One day I noticed that a nearby house, which had recently burned, had the kind of shed I needed around back. After checking out the situation, I discovered that the real estate company which had handled our home also owned the burned-out property. So I called our agent and — after explaining our economic situation — asked him to hold the orphan outbuilding for several months till we could afford it.
Luck, however, was with us that day. The fellow on the phone remembered seeing some of my handmade furniture and asked if I could do simple carpentry work. Without hesitation, I answered yes, figuring I could always learn if I didn't already know how to do whatever task he needed done. As it turned out, the agent had several jobs which regular contractors considered too small, and told me that if I could handle the work, the shed and its contents were mine.
Two days later — after sanding and painting some doors and replacing a porch — my wife and I dismantled our new prize and hauled it to our yard.
But the best surprise was yet to come! In addition to the shed and its brick flooring, we also got a metal cabinet, six 2-by-8-by-8-inch boards, a firewood storage rack, and several gallons of paint. And to top off the whole deal, the real estate agent liked my work so much that he now pays me for similar small jobs.
Swapping my time and effort not only got me the shed, but also opened the door to a well-paying, part-time business.
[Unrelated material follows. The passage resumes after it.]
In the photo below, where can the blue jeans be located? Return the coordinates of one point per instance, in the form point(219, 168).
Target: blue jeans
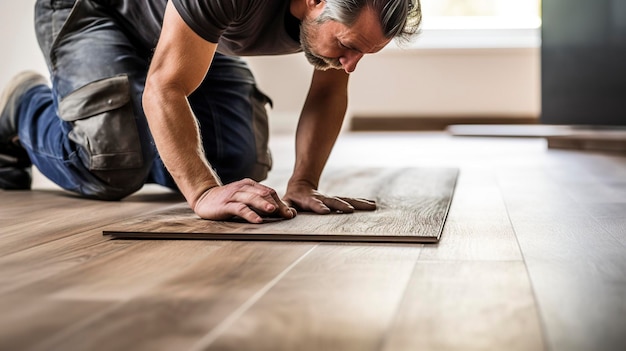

Now my bikes stay dry, and thanks to the extra cash I'm earning, our savings are growing.
Goose Greek, S.C.
During my 10 years as a mechanic, I've encountered many customers — particularly students — who needed my services but just couldn't afford to pay for them. The answer to this dilemma (barter, of course!) was revealed to me one day when a fine arts student from a nearby university offered to trade some of her ceramics for a major engine job. As a result of that agreement, I became the happy owner of a beautiful set of custom-made plates and bowls, and also found a new friend (Pookie, the pottery student) that I would have missed if the transaction had been made in cash.
I liked the idea — and the results — of that swap so well that I've since exchanged my labor for a host of items, including everything from a color TV for an engine overhaul to beer and sandwiches for a minor service call.
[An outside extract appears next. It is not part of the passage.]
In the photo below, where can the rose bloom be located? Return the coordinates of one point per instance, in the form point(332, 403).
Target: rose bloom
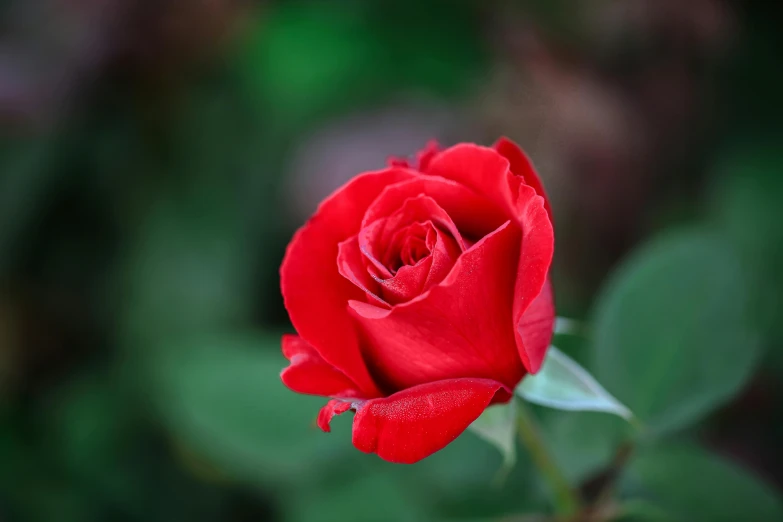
point(421, 296)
It's fun to replace the callousness of "plastic money" with the personal touch inherent in the barter system. And that one-to-one approach is a refreshing antidote for the "cold, hard cash syndrome" that's infected today's society.
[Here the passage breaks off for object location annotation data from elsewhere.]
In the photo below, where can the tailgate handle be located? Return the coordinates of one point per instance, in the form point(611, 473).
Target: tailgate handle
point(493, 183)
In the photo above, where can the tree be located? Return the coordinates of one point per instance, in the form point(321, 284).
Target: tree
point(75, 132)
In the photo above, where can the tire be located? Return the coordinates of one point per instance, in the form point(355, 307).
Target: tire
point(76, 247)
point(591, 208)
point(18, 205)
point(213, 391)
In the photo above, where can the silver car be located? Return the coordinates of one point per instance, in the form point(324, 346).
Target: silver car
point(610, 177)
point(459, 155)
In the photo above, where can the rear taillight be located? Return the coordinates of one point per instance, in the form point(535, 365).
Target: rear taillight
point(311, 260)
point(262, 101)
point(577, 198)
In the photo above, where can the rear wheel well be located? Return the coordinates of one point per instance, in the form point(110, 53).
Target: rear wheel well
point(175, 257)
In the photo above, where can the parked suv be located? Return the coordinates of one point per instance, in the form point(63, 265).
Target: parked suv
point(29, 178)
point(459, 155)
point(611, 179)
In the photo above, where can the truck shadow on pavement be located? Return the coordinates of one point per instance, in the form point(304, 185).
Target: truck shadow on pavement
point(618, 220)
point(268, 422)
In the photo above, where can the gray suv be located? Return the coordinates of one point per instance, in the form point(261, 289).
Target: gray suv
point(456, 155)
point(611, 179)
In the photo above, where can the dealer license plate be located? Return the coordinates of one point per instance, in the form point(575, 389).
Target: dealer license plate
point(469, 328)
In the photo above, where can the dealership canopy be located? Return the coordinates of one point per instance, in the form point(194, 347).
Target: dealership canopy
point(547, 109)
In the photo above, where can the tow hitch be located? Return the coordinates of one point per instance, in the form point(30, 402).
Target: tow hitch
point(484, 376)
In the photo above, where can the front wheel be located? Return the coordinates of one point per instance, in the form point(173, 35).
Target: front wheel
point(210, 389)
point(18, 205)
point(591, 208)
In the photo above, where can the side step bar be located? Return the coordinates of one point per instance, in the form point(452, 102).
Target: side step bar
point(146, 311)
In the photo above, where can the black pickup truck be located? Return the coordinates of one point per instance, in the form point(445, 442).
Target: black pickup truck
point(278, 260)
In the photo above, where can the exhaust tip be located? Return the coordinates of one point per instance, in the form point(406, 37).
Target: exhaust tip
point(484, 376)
When the wife and I purchased our 90-year-old wood range (to be used for both cooking and heating), we realized — sadly — that our old potbelly stove just had to go. The question was: Where?
Later that week, while browsing through an antiques shop, we spied a vintage 1914 kerosene water heater (with lots of brass!) that still worked. Though the chances were slim (after all, the price on the water heater was five times more than what I'd paid for our stove), I finally gathered up enough courage to ask the store owner if he'd be interested in trading straight across for our no-longer-needed potbelly. Much to my surprise, he agreed.
Now, with our wood range and kerosene water heater, we're further on the way to becoming comfortably self-sufficient. And the two items together add that perfect old-timey touch to our kitchen.